Crystallography and Mineral Structure
Crystallography and mineral structure study the orderly internal arrangement of atoms in minerals, the symmetry of crystals, and how atomic bonding governs mineral form and properties.
Definition
The branch of mineralogy concerned with the periodic three-dimensional arrangement of atoms in minerals, the symmetry that arrangement imposes, and the experimental and theoretical tools used to determine and rationalize it.
Scope
This area covers the geometric and chemical principles that describe crystalline matter: lattice geometry, point and space group symmetry, the systematic architecture of silicate and non-silicate frameworks, and the diffraction methods used to resolve atomic positions. It bridges geometric crystallography (external symmetry and morphology) with crystal chemistry (the role of ionic size, charge, coordination, and bonding) to explain why minerals adopt the structures they do.
Sub-topics
Core questions
- How is the long-range atomic order of a mineral described by lattices, unit cells, and symmetry operations?
- Which of the 32 crystal classes and 230 space groups does a given mineral belong to, and how is that determined?

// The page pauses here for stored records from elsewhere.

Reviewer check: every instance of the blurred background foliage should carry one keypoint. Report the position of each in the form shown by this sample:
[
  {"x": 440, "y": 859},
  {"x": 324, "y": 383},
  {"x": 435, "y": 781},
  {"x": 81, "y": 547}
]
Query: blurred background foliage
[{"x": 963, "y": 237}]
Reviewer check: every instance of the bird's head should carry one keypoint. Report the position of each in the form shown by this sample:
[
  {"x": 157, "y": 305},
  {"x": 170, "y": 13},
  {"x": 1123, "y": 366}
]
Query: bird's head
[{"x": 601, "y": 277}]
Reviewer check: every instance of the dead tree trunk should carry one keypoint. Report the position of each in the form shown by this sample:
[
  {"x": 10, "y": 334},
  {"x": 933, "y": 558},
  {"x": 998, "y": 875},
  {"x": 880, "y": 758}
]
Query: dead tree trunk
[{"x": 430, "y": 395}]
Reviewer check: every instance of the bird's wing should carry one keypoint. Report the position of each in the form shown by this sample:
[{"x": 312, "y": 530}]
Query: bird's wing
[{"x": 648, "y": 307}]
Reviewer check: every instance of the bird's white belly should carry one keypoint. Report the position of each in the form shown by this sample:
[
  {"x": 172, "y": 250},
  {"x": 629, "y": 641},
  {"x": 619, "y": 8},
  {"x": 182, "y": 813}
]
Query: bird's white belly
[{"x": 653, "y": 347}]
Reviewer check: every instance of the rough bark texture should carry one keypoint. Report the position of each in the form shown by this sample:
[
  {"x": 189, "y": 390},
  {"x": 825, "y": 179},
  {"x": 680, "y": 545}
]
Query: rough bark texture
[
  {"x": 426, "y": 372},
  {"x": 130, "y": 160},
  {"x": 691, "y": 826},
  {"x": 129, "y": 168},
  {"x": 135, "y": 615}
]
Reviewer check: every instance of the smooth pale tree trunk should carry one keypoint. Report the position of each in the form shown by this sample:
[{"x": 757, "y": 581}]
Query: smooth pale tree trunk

- How do ionic radius, coordination number, and bond character control which structure type a composition adopts?
- How does X-ray diffraction reveal unit-cell dimensions and atomic positions?
- Why are silicates classified by the polymerization of SiO4 tetrahedra?
Key theories
- Lattice and space-group theory
- Crystalline solids are described by one of 14 Bravais lattices combined with point symmetry, yielding the 32 crystal classes and 230 space groups that exhaust the possible periodic symmetric arrangements of atoms.
- Pauling's rules of crystal chemistry
- Empirical rules relate cation-anion radius ratio to coordination polyhedra, predict how polyhedra share corners, edges, and faces, and constrain electrostatic charge balance, explaining the stability of ionic mineral structures.
- Bragg's law and diffraction analysis
- Constructive interference of X-rays scattered by lattice planes occurs when nlambda = 2d sin(theta), making diffraction the foundation for determining unit-cell parameters and full atomic structures of minerals.
Clinical relevance
Knowledge of mineral structure underpins identification by diffraction, the interpretation of physical properties (cleavage, hardness, optical behavior), the engineering of synthetic analogues such as zeolites, and the understanding of how trace elements and isotopes are accommodated in crystal sites.
History
Modern crystallography grew from Haüy's early-19th-century law of rational indices, through the derivation of the 230 space groups by Fedorov, Schoenflies, and Barlow in the 1890s, to the determination of the first mineral structures by W. H. and W. L. Bragg after 1912 using X-ray diffraction. Pauling's 1929 rules systematized the chemistry of these structures.
Key figures
- William Lawrence Bragg
- Linus Pauling
- René Just Haüy
- Auguste Bravais
Related topics
Seminal works
- klein2007
- hahn2002
- bragg1937
Frequently asked questions
- What is the difference between crystallography and mineralogy?
- Crystallography is the study of crystalline order and symmetry in any solid; mineralogy applies it specifically to naturally occurring minerals, combining structure with chemistry, occurrence, and properties.
- Why are there exactly 230 space groups?
- They are the complete mathematical enumeration of all distinct ways periodic symmetry operations (translations, rotations, reflections, screw axes, glide planes) can be combined in three dimensions.